忘れられないX’masプレゼントを頂きました。
塩尻、東座のみなさん、そしてフォロアーの
sow_miyaさんにSpecial thanks。DMでのオススメを頂き感謝です。とっても良かったです。
小雪の中、バイクで駆けつけましたが、ベネズエラの指揮者にハグされて、僕の心はこんなに温かです。
ありがとうございました。✨✨
いつもながら素敵なレビューを拝読できて幸せです。
ドゥダメルのチャンネル開設!
ぜひチェックします。
おすすめした立場でありながら、きりんさんにドゥダメル情報をいただくばかりで自分が情けないですが(笑)
きりんさんのレビューの「楽団員は、指揮者によって支配されるのではなく、プライドを持って輝く音楽家になってゆく」という部分に、強く共感しました。
本作で描かれているエル・システマの取組もその通りなのですが、「教育」という営みの本質も、やはりテクニックではなく、人格と人格の触れ合いにあると思うのです。

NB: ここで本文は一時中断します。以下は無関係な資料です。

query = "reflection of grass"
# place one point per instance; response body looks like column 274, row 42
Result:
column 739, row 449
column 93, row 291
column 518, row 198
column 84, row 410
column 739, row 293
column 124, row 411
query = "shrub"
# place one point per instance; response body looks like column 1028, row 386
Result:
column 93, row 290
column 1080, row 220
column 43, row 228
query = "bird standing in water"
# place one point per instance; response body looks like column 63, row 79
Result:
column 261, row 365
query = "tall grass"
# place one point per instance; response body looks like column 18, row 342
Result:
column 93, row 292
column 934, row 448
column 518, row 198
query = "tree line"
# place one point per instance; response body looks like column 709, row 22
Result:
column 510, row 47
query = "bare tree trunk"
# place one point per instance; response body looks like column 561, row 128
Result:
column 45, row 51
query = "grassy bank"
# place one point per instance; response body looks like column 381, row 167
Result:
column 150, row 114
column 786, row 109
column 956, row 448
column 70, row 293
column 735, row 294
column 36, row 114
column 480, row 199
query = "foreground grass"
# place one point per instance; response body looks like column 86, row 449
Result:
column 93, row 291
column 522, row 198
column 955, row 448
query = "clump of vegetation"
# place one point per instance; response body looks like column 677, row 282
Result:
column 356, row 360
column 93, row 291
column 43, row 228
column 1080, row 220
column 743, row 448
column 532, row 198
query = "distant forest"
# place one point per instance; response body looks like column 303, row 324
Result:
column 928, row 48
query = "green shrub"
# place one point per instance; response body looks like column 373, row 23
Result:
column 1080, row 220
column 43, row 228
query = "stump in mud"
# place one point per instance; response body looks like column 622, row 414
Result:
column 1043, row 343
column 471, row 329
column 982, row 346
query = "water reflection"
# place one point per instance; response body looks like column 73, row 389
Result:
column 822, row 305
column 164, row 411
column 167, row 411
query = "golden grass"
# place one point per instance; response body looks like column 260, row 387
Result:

どんな年齢のどんな演奏者に対してもリスペクトを欠かさないドゥダメルの「並び見」の立ち位置が、見事に言語化されているレビューだと思いながら読ませていただきました。
当方、色々あった1年でしたが、なんとか無事年を越せそうです。
きりんさんも、よい年をお迎えください。また来年もよろしくお願いします。